Wednesday, December 7, 2016

How Fast Meteorites Burn up in Gas Giant Envelopes


Authors:

Pinhas et al

Abstract:

Observations of exoplanetary spectra are leading to unprecedented constraints on their atmospheric elemental abundances, particularly O/H, C/H, and C/O ratios. Recent studies suggest that elemental ratios could provide important constraints on formation and migration mechanisms of giant exoplanets. A fundamental assumption in such studies is that the chemical composition of the planetary envelope represents the sum-total of compositions of the accreted gas and solids during the formation history of the planet.
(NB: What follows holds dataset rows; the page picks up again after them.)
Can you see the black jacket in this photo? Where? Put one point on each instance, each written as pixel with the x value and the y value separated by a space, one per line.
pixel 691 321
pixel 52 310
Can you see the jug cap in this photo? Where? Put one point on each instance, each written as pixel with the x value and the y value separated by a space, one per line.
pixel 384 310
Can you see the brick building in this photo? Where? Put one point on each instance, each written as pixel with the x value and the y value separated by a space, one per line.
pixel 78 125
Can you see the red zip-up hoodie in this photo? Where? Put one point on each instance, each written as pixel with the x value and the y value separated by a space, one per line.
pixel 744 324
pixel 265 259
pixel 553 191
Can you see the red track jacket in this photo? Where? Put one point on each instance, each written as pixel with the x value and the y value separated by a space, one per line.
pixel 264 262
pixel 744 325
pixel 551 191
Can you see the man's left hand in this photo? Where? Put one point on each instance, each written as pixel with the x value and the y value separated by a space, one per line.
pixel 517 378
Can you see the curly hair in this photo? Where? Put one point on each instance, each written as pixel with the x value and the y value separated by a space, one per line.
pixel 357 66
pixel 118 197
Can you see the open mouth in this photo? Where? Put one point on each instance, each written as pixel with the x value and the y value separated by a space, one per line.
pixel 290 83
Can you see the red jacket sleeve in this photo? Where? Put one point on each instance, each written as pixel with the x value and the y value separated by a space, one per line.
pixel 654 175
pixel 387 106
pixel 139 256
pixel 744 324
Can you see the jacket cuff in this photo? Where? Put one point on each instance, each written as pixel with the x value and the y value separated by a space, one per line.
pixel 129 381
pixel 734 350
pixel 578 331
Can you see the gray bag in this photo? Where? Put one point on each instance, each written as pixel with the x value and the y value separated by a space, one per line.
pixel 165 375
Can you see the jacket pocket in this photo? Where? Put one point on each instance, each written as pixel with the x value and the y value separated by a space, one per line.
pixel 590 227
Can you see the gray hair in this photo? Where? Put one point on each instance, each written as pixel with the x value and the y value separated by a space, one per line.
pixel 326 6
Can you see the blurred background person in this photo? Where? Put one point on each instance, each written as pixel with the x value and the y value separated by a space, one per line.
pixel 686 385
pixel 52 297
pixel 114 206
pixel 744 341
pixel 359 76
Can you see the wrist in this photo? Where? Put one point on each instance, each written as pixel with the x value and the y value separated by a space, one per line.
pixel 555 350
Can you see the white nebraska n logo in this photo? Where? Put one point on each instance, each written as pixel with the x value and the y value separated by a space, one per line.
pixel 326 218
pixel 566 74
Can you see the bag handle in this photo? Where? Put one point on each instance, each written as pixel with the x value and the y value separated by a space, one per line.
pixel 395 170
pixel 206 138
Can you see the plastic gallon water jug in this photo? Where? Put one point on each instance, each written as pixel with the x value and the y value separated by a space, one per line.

We investigate the efficiency with which accreted planetesimals ablate in a giant planetary envelope thereby contributing to its composition rather than sinking to the core. From considerations of aerodynamic drag causing ‘frictional ablation’ and the envelope temperature structure causing ‘thermal ablation’, we compute mass ablations for impacting planetesimals of radii 30 m to 1 km for different compositions (ice to iron) and a wide range of velocities and impact angles, assuming spherical symmetry. Icy impactors are fully ablated in the outer envelope for a wide range of parameters. Even for Fe impactors substantial ablation occurs in the envelope for a wide range of sizes and velocities. For example, iron impactors of sizes below ∼0.5 km and velocities above ∼30 km/s are found to ablate by ∼ 60-80% within the outer envelope at pressures below 103 bar due to frictional ablation alone. For deeper pressures (∼107 bar), substantial ablation happens over a wider range of parameters. Therefore, our exploratory study suggests that atmospheric abundances of volatile elements in giant planets reflect their accretion history during formation.